Since the data from each country are relatively few, the initial marketing campaigns should be small. They should aim to collect and analyze customer data so that the right trends are confidently identified.

### D. Albums vs Individual Tracks

Chinook organizes its store to allow purchases in one of two ways. Customers can purchase a whole album or a collection of one or more individual tracks.

The store does not let customers purchase a whole album and then add individual tracks to that same purchase (unless they do that by choosing each track manually). When customers buy albums, they are charged the same price as if they had purchased each of those tracks separately.

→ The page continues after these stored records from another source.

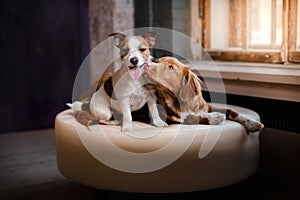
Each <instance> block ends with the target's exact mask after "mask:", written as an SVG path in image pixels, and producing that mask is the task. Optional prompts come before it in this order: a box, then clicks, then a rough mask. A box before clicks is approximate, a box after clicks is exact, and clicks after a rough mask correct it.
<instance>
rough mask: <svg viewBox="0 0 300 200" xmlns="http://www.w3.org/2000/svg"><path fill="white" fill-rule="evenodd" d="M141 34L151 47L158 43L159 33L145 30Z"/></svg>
mask: <svg viewBox="0 0 300 200" xmlns="http://www.w3.org/2000/svg"><path fill="white" fill-rule="evenodd" d="M141 36H142V37H143V38H144V39H145V40H146V41H147V43H148V45H149V47H152V46H154V45H155V43H156V38H157V36H158V33H155V32H145V33H143V34H141Z"/></svg>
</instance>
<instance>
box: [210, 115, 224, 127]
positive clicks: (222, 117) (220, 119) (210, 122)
mask: <svg viewBox="0 0 300 200" xmlns="http://www.w3.org/2000/svg"><path fill="white" fill-rule="evenodd" d="M209 114H210V115H209V120H208V123H209V124H211V125H217V124H221V123H222V122H223V121H224V120H225V119H226V115H225V114H223V113H219V112H212V113H209Z"/></svg>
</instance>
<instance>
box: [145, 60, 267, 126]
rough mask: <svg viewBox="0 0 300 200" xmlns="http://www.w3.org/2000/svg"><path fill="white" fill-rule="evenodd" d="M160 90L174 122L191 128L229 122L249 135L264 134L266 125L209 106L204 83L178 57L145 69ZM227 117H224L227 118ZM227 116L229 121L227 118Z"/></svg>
mask: <svg viewBox="0 0 300 200" xmlns="http://www.w3.org/2000/svg"><path fill="white" fill-rule="evenodd" d="M145 72H146V77H147V76H149V77H150V79H151V80H152V81H154V84H153V83H151V84H149V87H153V88H155V89H156V90H157V100H158V103H159V104H161V105H162V106H163V107H164V109H165V110H166V113H165V114H166V117H167V118H168V119H169V120H171V121H174V122H179V123H188V124H191V123H192V124H199V123H206V124H220V123H221V122H223V121H224V120H225V118H227V119H230V120H233V121H237V122H239V123H241V124H242V125H244V126H245V128H246V130H247V132H255V131H261V130H262V128H263V124H261V123H260V122H258V121H255V120H253V119H248V118H246V117H245V116H242V115H240V114H239V113H237V112H235V111H233V110H230V109H218V108H214V107H212V106H211V105H209V104H208V103H207V102H206V101H205V100H204V98H203V96H202V93H201V81H200V79H199V78H198V77H197V75H196V74H195V73H193V72H192V71H191V69H190V67H188V66H185V65H184V64H183V63H182V62H180V61H179V60H178V59H176V58H174V57H162V58H160V59H158V64H153V65H152V66H148V67H146V68H145ZM223 113H224V114H223ZM225 116H226V117H225Z"/></svg>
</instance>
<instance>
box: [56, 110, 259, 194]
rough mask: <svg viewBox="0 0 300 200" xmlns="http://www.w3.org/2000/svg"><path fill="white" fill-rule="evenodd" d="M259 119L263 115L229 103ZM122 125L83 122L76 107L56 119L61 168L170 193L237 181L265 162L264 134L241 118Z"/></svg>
mask: <svg viewBox="0 0 300 200" xmlns="http://www.w3.org/2000/svg"><path fill="white" fill-rule="evenodd" d="M227 107H228V108H230V109H232V110H235V111H238V112H239V113H240V114H243V115H245V116H249V117H251V118H253V119H256V120H259V116H258V115H257V113H255V112H253V111H251V110H249V109H245V108H241V107H237V106H227ZM133 124H134V131H133V132H132V133H124V132H121V129H120V126H113V125H93V126H91V127H90V130H89V129H87V127H85V126H82V125H81V124H79V123H78V122H77V121H76V120H75V118H74V116H73V111H72V110H66V111H63V112H61V113H59V114H58V115H57V117H56V121H55V133H56V148H57V164H58V169H59V170H60V172H61V173H62V174H63V175H64V176H66V177H68V178H70V179H71V180H74V181H76V182H79V183H82V184H85V185H89V186H91V187H94V188H96V189H105V190H115V191H126V192H147V193H169V192H189V191H200V190H206V189H211V188H217V187H222V186H226V185H230V184H233V183H237V182H239V181H241V180H244V179H245V178H247V177H249V176H251V175H252V174H253V173H254V172H255V171H256V170H257V168H258V164H259V133H250V134H247V133H246V131H245V129H244V127H243V126H242V125H240V124H239V123H237V122H233V121H229V120H226V121H225V122H224V123H223V124H221V125H181V124H174V125H169V126H168V127H164V128H156V127H153V126H151V125H148V124H145V123H142V122H136V121H134V122H133Z"/></svg>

Chinook is considering changing its purchasing strategy to save money. The company wants to purchase only the most popular tracks from record companies instead of buying every track from an album. We have been asked to determine what percentage of Chinook's sales are individual tracks vs. whole albums. Management can use this data to understand the effect of their decision on overall revenue.

In [7]:
%%sql
-- Collate the list of invoices and their albums
WITH t1 AS(SELECT invoice_id,
                  album_id
             FROM invoice_line
             JOIN track
            USING(track_id)
             LEFT JOIN album
            USING(album_id)
            GROUP BY 1
          ),

-- Check if all tracks in an invoice belong to an album
      t2 AS(SELECT CASE WHEN
                             (SELECT track_id
                                FROM invoice_line il
                               WHERE t1.invoice_id = il.invoice_id
                              EXCEPT
                              SELECT track_id
                                FROM track
                               WHERE track.album_id = t1.album_id
                             ) IS NULL
                        AND
                             (SELECT track_id
                                FROM track
                               WHERE track.album_id = t1.album_id
                              EXCEPT
                              SELECT track_id
                                FROM invoice_line il
                               WHERE t1.invoice_id = il.invoice_id
                             ) IS NULL
                        THEN 'Yes' 
                        ELSE 'No' 
                        END AS album_purchase
               
              FROM t1
          )
    
-- Collate album purchase frequencies          
SELECT album_purchase, 
       COUNT(1) AS num_invoices,
       ROUND(
             CAST(COUNT(1) * 100 AS Float) / (SELECT COUNT(1) FROM t2)
            , 1) AS percentage
  FROM t2
 GROUP BY album_purchase;

Done.


album_purchase,num_invoices,percentage
No,500,81.4
Yes,114,18.6


#### Results
> Most purchases (81%) from the store are individual tracks. However, in about 19% of cases, customers buy entire albums. Chinook should be careful with purchasing only the most popular tracks since it risks losing revenue from customers who purchase entire albums.

## Conclusion

During this project, we helped a fictional company address questions that may help improve profitability. We can advise on aspects of the company's business from various situations presented.

- Regarding the new record label, the company should make the best out of genres with high popularity in the US. They should select Hip-Hop, Punk, and Pop from the current options. Chinook should also be on the lookout for Rock songs since they account for the USA's most significant sales (53%).

- Jane Peacock is Chinook's best-performing salesperson. Steve Johnson appears to be underperforming in total sales, but this is only because he joined four months later than the others.

- US and Canada have the most extensive customer base, but customers spend less per transaction. The Czech Republic, India, and Portugal have the highest spending customers. Chinook could launch a marketing campaign to increase the customer base in the three regions.

- The plan to focus only on popular tracks may sound viable. However, it risks losing revenue from customers who prefer entire albums. It is better to conduct surveys and gather customer perspectives before implementing any new plan.